High School Reunion Solution¶
(dailywts[5::7] + dailywts[6::7])/2
# array([183.9, 182.5, 181.1, 179.7, 178.3])
Explanation¶
We can use slicing to get the weights for every Saturday. (Keep in mind, index 0 represents a Monday, so the first Saturday occurs at index 5.)
dailywts[5::7] # (1)!
# array([184. , 182.6, 181.2, 179.8, 178.4])
- This is like telling NumPy "give me every value from index 5 to the end of the array, stepping by 7"
Similarly, we can use dailywts[6::7]
to select the weights for every Sunday.
dailywts[6::7]
# array([183.8, 182.4, 181. , 179.6, 178.2])
We can calculate the total weight per weekend by adding these same-sized arrays.
dailywts[5::7] + dailywts[6::7] # (1)!
# array([367.8, 365. , 362.2, 359.4, 356.6])
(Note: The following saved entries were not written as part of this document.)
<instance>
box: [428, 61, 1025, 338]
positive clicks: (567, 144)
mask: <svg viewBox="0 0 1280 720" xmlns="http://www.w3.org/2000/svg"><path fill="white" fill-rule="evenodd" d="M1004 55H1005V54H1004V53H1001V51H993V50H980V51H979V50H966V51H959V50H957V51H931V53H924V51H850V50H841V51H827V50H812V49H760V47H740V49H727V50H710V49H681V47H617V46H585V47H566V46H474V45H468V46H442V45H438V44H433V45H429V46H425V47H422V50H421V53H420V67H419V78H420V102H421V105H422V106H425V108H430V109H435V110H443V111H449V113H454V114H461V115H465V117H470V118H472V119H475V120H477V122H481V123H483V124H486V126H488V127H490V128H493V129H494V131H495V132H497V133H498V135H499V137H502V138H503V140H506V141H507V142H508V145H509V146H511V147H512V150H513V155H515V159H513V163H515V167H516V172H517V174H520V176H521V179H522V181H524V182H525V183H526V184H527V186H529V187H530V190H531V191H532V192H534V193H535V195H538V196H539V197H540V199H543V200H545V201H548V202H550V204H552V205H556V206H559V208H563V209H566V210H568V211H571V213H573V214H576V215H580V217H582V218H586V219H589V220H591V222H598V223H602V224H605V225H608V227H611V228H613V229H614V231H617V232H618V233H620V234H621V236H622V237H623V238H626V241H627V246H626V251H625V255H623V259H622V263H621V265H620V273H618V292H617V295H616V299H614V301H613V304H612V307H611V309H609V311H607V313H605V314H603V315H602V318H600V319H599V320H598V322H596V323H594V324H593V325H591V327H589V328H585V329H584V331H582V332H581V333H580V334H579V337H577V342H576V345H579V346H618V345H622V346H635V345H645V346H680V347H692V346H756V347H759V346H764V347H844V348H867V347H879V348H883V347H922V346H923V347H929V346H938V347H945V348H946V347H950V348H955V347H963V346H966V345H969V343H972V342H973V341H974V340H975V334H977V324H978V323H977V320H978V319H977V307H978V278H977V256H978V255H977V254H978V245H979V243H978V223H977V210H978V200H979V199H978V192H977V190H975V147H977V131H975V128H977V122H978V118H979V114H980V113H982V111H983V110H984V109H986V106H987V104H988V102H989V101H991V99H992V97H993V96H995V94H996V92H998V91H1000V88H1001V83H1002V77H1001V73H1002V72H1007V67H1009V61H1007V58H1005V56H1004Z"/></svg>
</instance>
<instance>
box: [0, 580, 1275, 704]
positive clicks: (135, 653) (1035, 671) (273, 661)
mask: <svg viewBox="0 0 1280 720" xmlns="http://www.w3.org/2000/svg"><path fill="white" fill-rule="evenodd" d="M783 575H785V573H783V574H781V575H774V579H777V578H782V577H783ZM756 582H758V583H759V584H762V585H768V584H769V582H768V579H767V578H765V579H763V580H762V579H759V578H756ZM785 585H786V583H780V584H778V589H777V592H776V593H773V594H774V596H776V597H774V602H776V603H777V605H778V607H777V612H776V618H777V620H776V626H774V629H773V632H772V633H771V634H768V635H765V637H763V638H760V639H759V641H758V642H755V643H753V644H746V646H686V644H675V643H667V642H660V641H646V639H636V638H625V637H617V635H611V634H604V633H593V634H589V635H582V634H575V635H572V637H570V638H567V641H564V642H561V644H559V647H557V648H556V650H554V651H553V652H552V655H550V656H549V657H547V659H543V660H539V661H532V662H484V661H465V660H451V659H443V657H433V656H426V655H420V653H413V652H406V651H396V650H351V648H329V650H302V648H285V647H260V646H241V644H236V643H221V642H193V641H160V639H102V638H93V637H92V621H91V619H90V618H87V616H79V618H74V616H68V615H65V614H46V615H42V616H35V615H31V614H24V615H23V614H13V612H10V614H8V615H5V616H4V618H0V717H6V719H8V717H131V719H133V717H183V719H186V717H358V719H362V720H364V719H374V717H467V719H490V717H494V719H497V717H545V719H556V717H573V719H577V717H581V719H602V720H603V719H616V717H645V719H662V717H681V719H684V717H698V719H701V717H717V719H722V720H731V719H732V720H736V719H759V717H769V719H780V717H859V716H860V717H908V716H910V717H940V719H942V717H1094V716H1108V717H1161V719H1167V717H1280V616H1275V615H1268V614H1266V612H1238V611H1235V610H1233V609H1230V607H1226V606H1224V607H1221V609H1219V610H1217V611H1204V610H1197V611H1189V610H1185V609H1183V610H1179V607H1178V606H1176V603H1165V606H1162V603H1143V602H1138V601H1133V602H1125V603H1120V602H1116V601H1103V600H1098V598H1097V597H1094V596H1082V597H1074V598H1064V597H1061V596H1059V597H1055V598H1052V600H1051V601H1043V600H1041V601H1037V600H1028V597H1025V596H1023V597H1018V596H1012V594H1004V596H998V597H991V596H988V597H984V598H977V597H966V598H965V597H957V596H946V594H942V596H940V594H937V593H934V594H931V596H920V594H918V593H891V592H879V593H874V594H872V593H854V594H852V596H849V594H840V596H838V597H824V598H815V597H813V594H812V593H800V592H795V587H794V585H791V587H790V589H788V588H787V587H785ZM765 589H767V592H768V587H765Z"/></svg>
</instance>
- Here, NumPy uses element-wise addition.
Lastly, we can get the average weight per weekend by dividing by the previous array by 2.
(dailywts[5::7] + dailywts[6::7])/2 # (1)!
# array([183.9, 182.5, 181.1, 179.7, 178.3])
- NumPy divides each element of the array by 2, thanks to broadcasting.